How Carbohydrates Make You Hungry

By Terrance Franklin

So far we've read about the main forms of macro-nutrients, the two kinds of metabolic process your body can run on, and why these are important points to consider for survival. In terms of advice the favorite looking quite seriously toward a fat based diet plan rather than one based upon carbohydrates like grains, flour and sugar.

Until now, we were concentrating mostly on the results of carbohydrates on blood insulin in your body. However now, we're going to check out a vital hormone that has just entered the limelight in nutritional science: leptin.

The mystery of the obese mice

In 1950, scientists were in the process of breeding lab rats for different features. One of the variations was a tremendously hungry mouse that would eat until it was physically unable to. All these mice would eventually become obese, giving them the appropriate nickname of 'obese mice'.

It was 4 decades before the problem of why the obese mice could eat so much was solved. At Rockefeller University in 1994, a researcher known as Jeffrey Friedman was able to segregate a protein which, when injected to the obese mice, would enable them to eat normally and get back to normal weight. This protein was a mix of 167 amino acids called leptin.

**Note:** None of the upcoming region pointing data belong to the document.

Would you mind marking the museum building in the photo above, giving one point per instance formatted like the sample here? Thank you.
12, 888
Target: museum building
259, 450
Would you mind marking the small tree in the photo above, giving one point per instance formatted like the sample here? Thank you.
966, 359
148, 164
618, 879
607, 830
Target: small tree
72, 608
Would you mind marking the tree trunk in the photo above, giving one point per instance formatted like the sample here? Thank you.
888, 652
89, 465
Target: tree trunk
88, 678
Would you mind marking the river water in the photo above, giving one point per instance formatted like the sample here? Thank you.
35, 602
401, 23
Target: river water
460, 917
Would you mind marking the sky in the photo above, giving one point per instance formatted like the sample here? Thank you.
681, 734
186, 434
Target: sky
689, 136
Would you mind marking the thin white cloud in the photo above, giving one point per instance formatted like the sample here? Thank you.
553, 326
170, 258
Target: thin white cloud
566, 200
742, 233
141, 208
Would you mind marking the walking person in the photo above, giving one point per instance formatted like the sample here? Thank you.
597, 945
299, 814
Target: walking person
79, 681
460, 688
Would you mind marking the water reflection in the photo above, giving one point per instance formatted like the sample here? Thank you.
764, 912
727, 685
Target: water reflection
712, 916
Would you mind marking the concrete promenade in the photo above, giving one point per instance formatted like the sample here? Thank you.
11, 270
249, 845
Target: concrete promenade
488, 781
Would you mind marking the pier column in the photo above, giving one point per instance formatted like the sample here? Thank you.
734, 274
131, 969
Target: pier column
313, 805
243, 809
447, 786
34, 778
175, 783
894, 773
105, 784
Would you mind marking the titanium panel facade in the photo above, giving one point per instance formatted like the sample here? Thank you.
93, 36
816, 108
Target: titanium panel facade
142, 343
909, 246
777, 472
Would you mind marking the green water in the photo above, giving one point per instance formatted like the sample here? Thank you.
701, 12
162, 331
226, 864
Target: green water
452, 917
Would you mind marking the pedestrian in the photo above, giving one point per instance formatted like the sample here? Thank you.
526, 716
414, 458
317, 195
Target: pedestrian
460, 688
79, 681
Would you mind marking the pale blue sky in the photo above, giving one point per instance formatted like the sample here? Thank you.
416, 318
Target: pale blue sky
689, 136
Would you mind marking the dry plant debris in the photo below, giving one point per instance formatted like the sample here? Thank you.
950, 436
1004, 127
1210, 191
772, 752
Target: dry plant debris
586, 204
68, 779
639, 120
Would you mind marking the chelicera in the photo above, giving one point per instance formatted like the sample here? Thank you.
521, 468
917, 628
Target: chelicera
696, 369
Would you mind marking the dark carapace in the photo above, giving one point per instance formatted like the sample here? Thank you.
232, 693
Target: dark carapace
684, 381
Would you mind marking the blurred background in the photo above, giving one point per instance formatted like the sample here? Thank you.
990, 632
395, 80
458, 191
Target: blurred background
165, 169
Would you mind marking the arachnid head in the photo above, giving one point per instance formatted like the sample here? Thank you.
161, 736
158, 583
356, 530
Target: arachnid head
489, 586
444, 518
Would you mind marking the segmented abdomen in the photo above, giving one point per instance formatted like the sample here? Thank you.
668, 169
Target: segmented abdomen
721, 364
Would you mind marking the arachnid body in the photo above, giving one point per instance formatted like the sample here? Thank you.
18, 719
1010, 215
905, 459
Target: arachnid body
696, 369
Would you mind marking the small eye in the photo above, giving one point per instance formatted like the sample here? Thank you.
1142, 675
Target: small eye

The way in which the hormone functions is by controlling the body's hunger. When you experience hunger, you will continue eating until you are 'satisfied', however the quantity of food which will allow you to be satisfied is determined by leptin. The reason obese mice consumed in the way they did was since they were genetically unable to either produce the hormone or perhaps have functioning receptors. Thus, they kept eating to satisfy their hunger. This sounds like an awesome science story but the applications to survival foods are enormous.

Losing leptin sensitivity

In nature, the hormone is the perfect feedback loop to sustaining a normal body weight. It is made by fat cells themselves, therefore theoretically, having more fat cells would make a person feel much less hungry. Fat levels will decrease to normal and nobody would be at a bad weight. But there are actually hundreds of millions of human examples to verify that it isn't the case these days.

The reason this occurs is leptin insensitivity. From having persistently high levels of the hormone, leptin receptors in the brain can't tell when levels are high or low. Basically, this is what happened with the obese rats - with no ability to tell when they are full they would eat until they couldn't anymore. This would be devastating in a survival case, either by causing unnecessarily higher food intake or just by being traumatic mentally from constant hunger.

Luckily, there is a solution for this. Low carb diet plans have been shown to recover leptin sensitivity in two methods. First, they lower blood triglycerides making it easier for the hormone to reach the human brain. Secondly, they have the effects of reducing bodyfat which contributes to chronically elevated levels. Also, various carbohydates such as fructose and wheat have shown to intervene directly with leptin receptors.

You decrease carbs, you lessen leptin insensitivity, you decrease hunger.